Dispute over layoff bills boils down to a question: now or later?

The argument that heated up today between city officials, Governor Andrew Cuomo and members of the state legislature over abolishing the state’s seniority-based layoff system for teachers essentially boils down to one thing: timing.

Mayor Michael Bloomberg and Department of Education officials want to do away with the “last-in, first-out” system immediately so that they can use new criteria to lay off teachers at the end of this school year. Cuomo and other state officials — several of whom support changing the layoff system generally — counter that abandoning seniority-based layoffs must wait until the state has a better system it can use instead.

Yesterday, Cuomo introduced a bill that would speed implementation of the teacher evaluation bill that Albany passed last May up by a year but did not propose any changes to the layoff system. City officials immediately blasted the bill as “a sham” and a distraction, and Bloomberg said today the governor’s proposal “simply kicks the can down the road.”

Part of the disagreement lies in whether or not the city and the state have time to kick that can. City officials speak of the need to change the layoff system with a sense of urgency, arguing that a budget crisis necessitates laying off more than 4,000 teachers this year.

But many people — including the teachers union, the governor and some state legislators — are skeptical of the mayor’s timeline. The union accuses the city of scare-mongering and argues that the city has the funds to preserve teachers’ jobs. The governor has said that his proposed cuts to education funding also should not prompt teacher layoffs this year.

“There are many in the legislature who are not convinced that the mayor’s layoff threats are real,” said Assemblyman Hakeem Jeffries. “Over the last several budget cycles, the mayor has threatened layoffs that have never come to pass.”

Jeffries said that he was willing to consider changing the seniority-based layoff system. But he said that he is not willing to grant the city greater flexibility in choosing which teachers to fire before a more objective system is put in place. And he said that he is not yet convinced that the city does not have the time to develop that system.

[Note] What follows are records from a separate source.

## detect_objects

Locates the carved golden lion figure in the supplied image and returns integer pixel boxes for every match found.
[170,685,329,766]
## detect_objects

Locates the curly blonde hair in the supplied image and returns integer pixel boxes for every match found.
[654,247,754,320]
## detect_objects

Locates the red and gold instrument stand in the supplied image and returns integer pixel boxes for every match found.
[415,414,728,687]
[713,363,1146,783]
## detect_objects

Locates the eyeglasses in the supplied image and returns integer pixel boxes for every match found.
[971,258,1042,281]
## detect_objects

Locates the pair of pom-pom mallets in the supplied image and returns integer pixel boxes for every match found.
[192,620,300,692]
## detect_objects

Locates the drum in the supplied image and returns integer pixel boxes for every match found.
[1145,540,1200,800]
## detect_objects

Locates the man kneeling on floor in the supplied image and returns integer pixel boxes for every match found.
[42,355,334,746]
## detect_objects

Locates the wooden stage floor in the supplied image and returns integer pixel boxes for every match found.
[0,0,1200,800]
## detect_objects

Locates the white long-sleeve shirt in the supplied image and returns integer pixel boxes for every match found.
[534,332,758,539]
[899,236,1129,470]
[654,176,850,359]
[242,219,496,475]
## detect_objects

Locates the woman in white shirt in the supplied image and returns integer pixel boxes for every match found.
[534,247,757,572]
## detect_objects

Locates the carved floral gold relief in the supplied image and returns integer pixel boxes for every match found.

“To what degree is the layoff threat real? Is there reserve funding sufficient to prevent layoffs? What amount of additional state funding is necessary to ensure that not a single teacher is laid off this year?” Jeffries said. “This information will be necessary for the legislature to make any sort of informed decision over the coming weeks.”

Cuomo has said repeatedly that he believes that merit should eventually be a factor in determining which teacher lose their jobs. His bill is meant to address the concern — voiced by critics of the mayor’s push to lay off teachers based on merit rather than seniority — that the city and state do not yet have a reliable method to determine “merit.”

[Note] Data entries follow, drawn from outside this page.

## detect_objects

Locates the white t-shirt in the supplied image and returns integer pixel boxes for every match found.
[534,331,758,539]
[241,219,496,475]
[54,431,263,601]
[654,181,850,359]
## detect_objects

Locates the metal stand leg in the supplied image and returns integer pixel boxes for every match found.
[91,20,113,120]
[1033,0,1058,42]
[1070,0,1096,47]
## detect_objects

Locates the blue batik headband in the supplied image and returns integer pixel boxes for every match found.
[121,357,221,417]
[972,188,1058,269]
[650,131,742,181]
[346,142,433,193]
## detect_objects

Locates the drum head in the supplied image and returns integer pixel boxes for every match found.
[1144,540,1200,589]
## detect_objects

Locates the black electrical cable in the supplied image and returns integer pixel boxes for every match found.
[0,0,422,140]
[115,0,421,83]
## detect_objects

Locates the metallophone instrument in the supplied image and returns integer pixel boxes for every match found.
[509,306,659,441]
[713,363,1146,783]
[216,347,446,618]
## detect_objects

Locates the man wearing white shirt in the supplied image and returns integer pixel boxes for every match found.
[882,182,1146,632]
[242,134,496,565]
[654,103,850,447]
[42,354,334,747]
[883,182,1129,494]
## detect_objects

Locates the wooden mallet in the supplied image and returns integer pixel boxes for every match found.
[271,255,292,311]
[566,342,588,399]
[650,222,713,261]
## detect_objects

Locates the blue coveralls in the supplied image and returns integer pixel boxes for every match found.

Critics of State Senator John Flanagan’s complex bill, which is backed by Mayor Michael Bloomberg and passed the Senate yesterday, argue that it relies too heavily on principal’s subjective evaluations of teachers, which in some documented cases have been abused.

“It is time to move beyond the so-called ‘last in, first out’ system of relying exclusively on seniority,” Cuomo said last night in a statement. “However, we need a legitimate evaluation system to rely upon. This will help make a statewide evaluation system ready and allow us to replace ‘last in, first out.'”

City officials and opponents of seniority-based layoffs countered today that abandoning “last-in, first-out” cannot be done incrementally as the teacher evaluation system improves.

Joe Williams, the head of Democrats for Education Reform and one of the most outspoken critics of the current layoff system, said he agreed with the governor that a robust and fair evaluation system should be put in place. “However, that system must be instituted alongside a crystal clear law that eliminates [last-in, first-out] and forces merit to be taken into account when laying off teachers,” Williams said.

Under the original evaluation law that Cuomo wants to change, only teachers of tested grades and subjects would start receiving rankings next school year. If Cuomo’s amendment is passed, all teachers in all grades would be ranked next year.

That would mean that by next year, state and local districts will need to come up with a system to judge student growth in all grades and subjects that currently don’t have standardized tests. State officials are currently developing regulations to guide those new measures; the bill gives officials a June deadline to complete those guidelines.

But the original evaluation law also requires districts to negotiate parts of how they will measure student growth with their local unions, and Cuomo’s bill is silent on those negotiations. City officials argued today that could allow the new evaluations — and therefore, a merit-based layoff system — to be delayed if negotiations stall.

“The acceleration of the timelines in the bill is artificial, as districts and unions are not compelled to change their current evaluation process until they’ve successfully negotiated new collective bargaining agreements,” wrote Deputy Chancellor John White today in a memo released to reporters.